Zuletzt fiel sein Blick auf eine Frau mit dunklen Augen und schwarzen Haaren. Er schüttelte im Geiste den Kopf. Diese Frau war ihm unbekannt. Als einzige von den dreien trug sie etwas in der Hand. Ein Kissen, auf dem etwas Kleines glitzerte. Eine Brosche?

„Nur jene, die wachen Geistes sind, vermögen zu unterscheiden, was Ballast und was Stütze, was überkommener Aberglaube und was wichtige Tradition ist.“

Folnor versuchte seine Gedanken zu ordnen, um den Worten einen verborgenen Sinn zu entringen. Starker Arm, sehendes Herz und wacher Geist.

„Ihr alle seid heute hier, weil wir in Euch jene Gaben gesehen haben, von denen wir sicher sind, dass das Reich sie in der neuen Zeit brauchen wird.“
Jene letzte Stimme, kam nicht von einer der drei Gestalten, sondern erklang kräftig und nah und doch irgendwie verborgen und fern. Sie gehörte unzweifelhaft einem Mann, wirkte aber ansonsten schwer bestimmbar, fast alterslos.

Das Wasser – ein Vorhang! – kräuselte sich und eine schlanke Gestalt trat hindurch. Sie hatte sofort die Aufmerksamkeit des Barons. Folnor sank auf ein Knie hinab. Um ihn herum taten es ihm die anderen elf Männer und Frauen gleich, als sie den Horas erkannten.

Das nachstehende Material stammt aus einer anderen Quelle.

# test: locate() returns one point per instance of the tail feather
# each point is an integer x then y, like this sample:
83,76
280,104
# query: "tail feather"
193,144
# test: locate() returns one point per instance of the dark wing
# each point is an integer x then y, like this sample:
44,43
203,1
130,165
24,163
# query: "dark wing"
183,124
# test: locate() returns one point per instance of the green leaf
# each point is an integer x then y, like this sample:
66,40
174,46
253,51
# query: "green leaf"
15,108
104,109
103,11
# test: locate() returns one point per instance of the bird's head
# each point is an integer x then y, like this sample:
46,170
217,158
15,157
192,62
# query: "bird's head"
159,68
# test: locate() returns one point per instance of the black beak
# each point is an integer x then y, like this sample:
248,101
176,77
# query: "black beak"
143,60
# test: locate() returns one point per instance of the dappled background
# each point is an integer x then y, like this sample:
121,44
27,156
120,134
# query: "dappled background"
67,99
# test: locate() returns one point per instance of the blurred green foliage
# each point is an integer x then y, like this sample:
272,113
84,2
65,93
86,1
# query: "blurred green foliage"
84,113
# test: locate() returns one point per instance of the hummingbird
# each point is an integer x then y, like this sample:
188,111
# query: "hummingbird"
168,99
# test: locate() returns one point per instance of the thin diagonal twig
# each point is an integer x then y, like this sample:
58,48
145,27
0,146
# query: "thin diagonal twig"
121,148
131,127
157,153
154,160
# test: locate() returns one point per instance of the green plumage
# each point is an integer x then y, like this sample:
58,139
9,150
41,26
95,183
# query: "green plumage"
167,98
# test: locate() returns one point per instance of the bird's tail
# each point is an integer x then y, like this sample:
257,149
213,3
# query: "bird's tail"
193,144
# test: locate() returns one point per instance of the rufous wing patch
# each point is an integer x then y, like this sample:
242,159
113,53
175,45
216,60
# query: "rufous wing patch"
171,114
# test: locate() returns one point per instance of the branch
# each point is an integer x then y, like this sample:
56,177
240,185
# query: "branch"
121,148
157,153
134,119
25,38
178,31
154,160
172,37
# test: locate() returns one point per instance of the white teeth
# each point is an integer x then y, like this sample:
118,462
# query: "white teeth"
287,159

„Die Ereignisse in Arivor haben unsere Überzeugung bekräftigt. Lange haben wir beobachtet und gesehen, doch in Euch glauben wir diejenigen Menschenkinder gefunden zu haben, mit denen an der Seite wir uns den Herausforderungen der Weltzeitwende gewachsen fühlen. So tretet denn nun vor Paladine des Reiches und empfangt das Zeichen Eurer Bürde!“
Bei diesen Worten trat die dunkelhaarige Robenträgerin vor. Folnor spürte ein Kribbeln der Aufregung und Unruhe, aber auch des Stolzes, als ihm die Brosche ans Wams geheftet wurde.
Ich. Folnor von Aldyra. Ein Paladin!